A excepción del bastión polaco al norte, la UE católica es esencialmente la Europa PIIGS (con el permiso de Grecia), sin que por eso sus directores espirituales (o quién sabe qué injerencias externas) la dejen de hacer sentirse culpable por lastrar la economía comunitaria, y de paso, señalar como causa ese su sustrato cultural y moral inferior... Porque lo cierto es que la culpa es un recurso recurrente como arma psicológica dentro de la propaganda política populista, más en la extrema izquierda, a orillas del Mediterráneo. La fórmula es muy ssencilla: su mensaje elimina la responsabilidad colectiva de los males del país. Al contrario, absuelve a quien quiera escucharlos de toda culpa, por evidente que sea, que genere un cierto remordimiento, y se lo traslada a tal o cual gobierno, a los bancos, a "los ricos", a "la casta" o cualquier otra entidad creíble como chivo expiatorio. Y semejante alivio funciona de maravilla entre los que, sin saberlo o quererlo, están influenciados por el esquema moral del obispo de Roma.
La culpa es algo que, hoy día, todos quieren destruir.
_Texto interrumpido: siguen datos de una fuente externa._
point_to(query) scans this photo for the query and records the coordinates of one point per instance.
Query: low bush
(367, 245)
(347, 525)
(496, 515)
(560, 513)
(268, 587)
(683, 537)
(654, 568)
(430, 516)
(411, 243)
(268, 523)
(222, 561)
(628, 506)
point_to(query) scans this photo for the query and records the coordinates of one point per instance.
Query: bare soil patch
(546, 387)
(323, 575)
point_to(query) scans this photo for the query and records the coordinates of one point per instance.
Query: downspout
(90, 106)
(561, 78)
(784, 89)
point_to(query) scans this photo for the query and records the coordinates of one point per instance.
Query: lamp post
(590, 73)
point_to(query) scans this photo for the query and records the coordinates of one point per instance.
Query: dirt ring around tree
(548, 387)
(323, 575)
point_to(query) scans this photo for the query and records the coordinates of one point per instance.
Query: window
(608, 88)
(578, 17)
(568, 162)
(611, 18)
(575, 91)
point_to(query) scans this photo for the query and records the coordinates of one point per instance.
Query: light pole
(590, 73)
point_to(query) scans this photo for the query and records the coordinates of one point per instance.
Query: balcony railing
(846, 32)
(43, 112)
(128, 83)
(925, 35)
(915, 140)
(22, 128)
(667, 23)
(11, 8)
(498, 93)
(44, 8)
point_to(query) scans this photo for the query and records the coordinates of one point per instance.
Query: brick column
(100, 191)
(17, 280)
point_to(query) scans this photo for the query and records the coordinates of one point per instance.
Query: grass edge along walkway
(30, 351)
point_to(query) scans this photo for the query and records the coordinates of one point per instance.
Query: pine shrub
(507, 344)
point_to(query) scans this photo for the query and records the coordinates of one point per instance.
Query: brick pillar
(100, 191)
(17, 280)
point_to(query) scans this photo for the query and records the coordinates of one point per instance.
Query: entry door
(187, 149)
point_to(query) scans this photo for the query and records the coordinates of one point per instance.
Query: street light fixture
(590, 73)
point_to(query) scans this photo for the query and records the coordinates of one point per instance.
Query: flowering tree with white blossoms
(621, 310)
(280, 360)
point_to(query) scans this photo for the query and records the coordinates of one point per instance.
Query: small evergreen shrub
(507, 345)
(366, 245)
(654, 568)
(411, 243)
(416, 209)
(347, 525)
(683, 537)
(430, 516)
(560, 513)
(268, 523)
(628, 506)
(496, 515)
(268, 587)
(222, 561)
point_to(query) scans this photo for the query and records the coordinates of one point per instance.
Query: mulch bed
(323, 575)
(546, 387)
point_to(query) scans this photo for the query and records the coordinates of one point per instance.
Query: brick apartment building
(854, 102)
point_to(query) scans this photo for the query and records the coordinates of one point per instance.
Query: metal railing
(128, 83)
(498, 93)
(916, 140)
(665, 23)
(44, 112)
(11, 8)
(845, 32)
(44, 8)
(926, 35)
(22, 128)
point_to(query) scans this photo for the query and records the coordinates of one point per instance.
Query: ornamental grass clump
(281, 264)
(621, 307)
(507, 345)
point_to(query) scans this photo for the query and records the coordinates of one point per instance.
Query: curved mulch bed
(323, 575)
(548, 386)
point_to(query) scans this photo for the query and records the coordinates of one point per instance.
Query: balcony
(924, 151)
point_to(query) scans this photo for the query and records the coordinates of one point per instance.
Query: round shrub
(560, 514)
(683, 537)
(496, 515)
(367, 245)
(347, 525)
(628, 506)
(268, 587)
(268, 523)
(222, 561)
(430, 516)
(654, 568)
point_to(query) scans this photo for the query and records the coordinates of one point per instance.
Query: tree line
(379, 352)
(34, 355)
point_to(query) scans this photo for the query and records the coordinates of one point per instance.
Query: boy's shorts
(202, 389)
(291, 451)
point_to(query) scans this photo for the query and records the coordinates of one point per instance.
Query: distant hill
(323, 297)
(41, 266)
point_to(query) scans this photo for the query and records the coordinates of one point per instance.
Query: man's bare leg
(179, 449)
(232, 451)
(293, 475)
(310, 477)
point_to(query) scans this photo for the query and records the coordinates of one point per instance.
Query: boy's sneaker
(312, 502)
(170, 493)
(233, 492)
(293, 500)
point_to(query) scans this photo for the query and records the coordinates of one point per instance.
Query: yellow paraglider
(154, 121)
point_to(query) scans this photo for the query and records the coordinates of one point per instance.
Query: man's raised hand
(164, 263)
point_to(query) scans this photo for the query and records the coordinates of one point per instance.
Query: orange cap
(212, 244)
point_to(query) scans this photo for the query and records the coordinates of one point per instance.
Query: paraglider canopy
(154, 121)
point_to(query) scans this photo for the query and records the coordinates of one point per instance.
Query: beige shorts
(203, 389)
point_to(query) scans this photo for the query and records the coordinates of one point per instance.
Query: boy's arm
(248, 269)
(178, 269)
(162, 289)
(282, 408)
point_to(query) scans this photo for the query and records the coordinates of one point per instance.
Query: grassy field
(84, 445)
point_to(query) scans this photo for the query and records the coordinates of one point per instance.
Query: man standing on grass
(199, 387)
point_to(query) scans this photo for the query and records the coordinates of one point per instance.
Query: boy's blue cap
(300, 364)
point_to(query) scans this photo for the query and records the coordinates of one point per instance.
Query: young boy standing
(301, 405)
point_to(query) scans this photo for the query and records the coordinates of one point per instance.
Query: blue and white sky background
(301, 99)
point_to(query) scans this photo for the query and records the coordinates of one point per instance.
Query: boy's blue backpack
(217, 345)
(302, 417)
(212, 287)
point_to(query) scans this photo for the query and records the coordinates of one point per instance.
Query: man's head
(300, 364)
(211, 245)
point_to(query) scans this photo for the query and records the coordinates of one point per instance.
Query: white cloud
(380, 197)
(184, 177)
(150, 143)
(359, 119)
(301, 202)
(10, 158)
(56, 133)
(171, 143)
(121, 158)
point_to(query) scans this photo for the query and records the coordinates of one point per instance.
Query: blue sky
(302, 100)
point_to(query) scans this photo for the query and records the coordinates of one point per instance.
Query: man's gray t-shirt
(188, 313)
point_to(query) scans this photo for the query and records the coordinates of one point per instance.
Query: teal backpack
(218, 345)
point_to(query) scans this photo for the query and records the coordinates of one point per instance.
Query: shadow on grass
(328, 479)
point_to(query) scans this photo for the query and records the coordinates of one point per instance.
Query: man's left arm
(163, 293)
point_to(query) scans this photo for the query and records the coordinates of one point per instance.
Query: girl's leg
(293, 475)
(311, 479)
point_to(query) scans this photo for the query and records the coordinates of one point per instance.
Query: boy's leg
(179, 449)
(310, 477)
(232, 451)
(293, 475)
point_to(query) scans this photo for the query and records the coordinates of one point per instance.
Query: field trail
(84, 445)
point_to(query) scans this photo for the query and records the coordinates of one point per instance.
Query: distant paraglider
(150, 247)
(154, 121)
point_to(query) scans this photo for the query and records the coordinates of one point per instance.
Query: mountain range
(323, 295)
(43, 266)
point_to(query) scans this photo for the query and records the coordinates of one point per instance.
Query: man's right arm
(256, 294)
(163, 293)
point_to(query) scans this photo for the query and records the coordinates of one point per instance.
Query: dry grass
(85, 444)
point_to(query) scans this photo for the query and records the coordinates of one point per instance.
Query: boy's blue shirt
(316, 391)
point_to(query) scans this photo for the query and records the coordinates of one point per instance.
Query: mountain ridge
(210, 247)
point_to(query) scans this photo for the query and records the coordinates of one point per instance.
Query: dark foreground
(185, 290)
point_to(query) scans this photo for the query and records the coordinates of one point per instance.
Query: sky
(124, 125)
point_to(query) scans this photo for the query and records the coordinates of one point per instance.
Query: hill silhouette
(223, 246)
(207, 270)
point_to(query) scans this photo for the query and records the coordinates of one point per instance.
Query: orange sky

Unos para infantilizar a la sociedad, otros como excusa para la molicie, y muchos malos terapeutas como antídoto universal y fación contra el desasosiego... Pero lo cierto es que resulta ser la abstracción de sumar el miedo al dolor, ambos mecanismos fundamentales y primitivos de supervivencia, con el añadido de servir como brújula moral para movernos por un mundo heterogéneo de manera ordenada. ¿Será que nos la quieren quitar para poder construir una sociedad sin diversidad ni sentido crítico?